Beyaz Cennet Pamukkale

Merhaba sevgili okurlar,

Öncelikle Pamukkale’ye seyahat etmek akımda bile yoktu, ta ki bir dergide dünyada görülmesi gereken 30 yer içinde yer aldığını görene kadar. Listedeki yerlerin çoğunluğu Amerika’da bir kısmı ise Avustralya’daydı. Aralarından sadece bir tanesi Türkiyedeydi. O da  Pamukkale☺ Diğer yerlere gitmem şimdilik çok zor olduğu için kendi ülkemdeki dünya harikalarından birini görmeye karar verdim. Daha yola çıkmadan başlayan heyecan o doğal güzelliği görünce daha da arttı.

Uzaktan bakıldığında bile o muhteşem görüntü insanı büyülemeye yetiyor. Termal suyun oluşturduğu beyaz bölgenin uzunluğu 2700m ve bu özel yer 1988 yılında UNESCO tarafından Dünya Kültürel ve Doğal Miras Listesine alınmış. Uzaktan gördüğümüz beyaz güzelliğe ulaşmak için belli bir ücret ödeyip içeri girdik. Travertenler buzdağı gibi karşımızda duruyordu. Bir süre sonra sandaletlerimizi çıkarıp beyazlığın üzerinde akan sıcak suda yürümeye başladık. Zaten belli bir noktaya kadar ayakkabılarınızı kullanabiliyorsunuz. Beyaz olan bölümde kesinlikle yasak, çünkü travertenlerin beyazlığına ve yapısına zarar veriyormuş. Travertenler demişken nasıl olduğunu da anlatayım sizlere. Çeşitli nedenlere ve ortamlara bağlı olarak, kimyasal reaksiyon sonucu çökelme ile oluşuyor. Bu bölgede sıcaklıkları 30-90 derece arasında değişen, antik devirden günümüze kadar ulaşmış yirmiye yakın su kaynağı var. Bu termal su kaynaklarından çıkan su, yaklaşık 300m uzunluğundaki bir kanaldan geçip traverten başına geldikten sonra traverten katlarına yani, aşağıya doğru dökülüyor. Bu katlarda suyun aldığı mesafe 250-300m. Bu mesafeden dökülürken, sudaki kalsiyum karbonat çökeliyor ve ince bir jel tabakası halinde beyaz bir çökelti oluşturuyor.
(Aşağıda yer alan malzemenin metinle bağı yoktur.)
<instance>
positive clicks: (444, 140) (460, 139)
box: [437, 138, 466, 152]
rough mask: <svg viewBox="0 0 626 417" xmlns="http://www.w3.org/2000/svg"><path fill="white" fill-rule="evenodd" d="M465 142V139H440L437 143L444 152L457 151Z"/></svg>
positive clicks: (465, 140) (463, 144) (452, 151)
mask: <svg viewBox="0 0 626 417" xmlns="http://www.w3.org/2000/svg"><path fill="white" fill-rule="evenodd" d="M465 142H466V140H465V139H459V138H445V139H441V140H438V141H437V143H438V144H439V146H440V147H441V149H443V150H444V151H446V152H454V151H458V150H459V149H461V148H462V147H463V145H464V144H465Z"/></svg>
Zamanla sertleşen bu çökelti travertenleri oluşturuyor. Beyazlığın oluşumunda hava şartları, ısı kaybı, su akışının yayılımı ve süresi oldukça önemli. Yapılan araştırmalara göre yılda yaklaşık 1mm kalınlığında beyaz katman oluşuyor.

Travertenler ve üzerlerinde çeşitli büyüklükte birçok havuz var. Bu güzel ve su seviyesi dizin biraz altına gelen havuzlara girebilirsiniz. Özellikle benim gibi tam yaz ortasında kavurucu sıcakta giderseniz inanın çok iyi gelecektir. Bu havuzlardaki termal suların sıcaklıkları yaz-kış değişmiyor. Suyun birçok hastalığı tedavi edici etkisi de var.

Travertenlerin biraz ilerisinde Pamukkale’nin simgesi olan Kleopatra Havuzu var. Bir zamanlar Mısır kraliçesi Kleopatra’nın burada yüzdüğü rivayet edilmekte. M.S. 60 yılında büyük bir depremden sonra oluşan bu havuzun içerisinde antik mimarı kalıntılar var. Havuz derinliği yer yer değişmekte. Su pırıl pırıl, görüntü ise mükemmel. Dilerseniz bu güzel havuzda yüzebilirsiniz. Giriş ücretli, ayrıca içeride kullanabileceğiniz kabinler var. Ancak havuz fazlasıyla kalabalık.

Bir diğer görülmesi gereken yer ise antik tiyatro… O kadar geldik orayı görmeden dönmek olmaz dedik ve o sıcakta vurduk kendimizi yokuş yukarı. Uzunca bir yol sonunda ulaştık tiyatroya vee içine girdiğimizde gerçekten çok hoşumuza gitti. Halen o tarihi güzelliği mevcut ve bu güzel tarihin korunmuş olması da beni çok mutlu etti.

Kısa ve etkileyici bir gezi olan Pamukkale gönlüme taht kurmayı başardı ve beni kendine hayran bıraktı. Görülmeye değer gerçekten. Şiddetle tavsiye ediyorum. Gidin ve görün☺

İyi eğlenceler!

AYŞEGÜL GEMİCİ

Yazar Hakkında

AYŞEGÜL GEMİCİ

22 Mart 1987, İstanbul doğumluyum. Şu an İstanbul Üniversitesinde master eğitimime devam etmekteyim.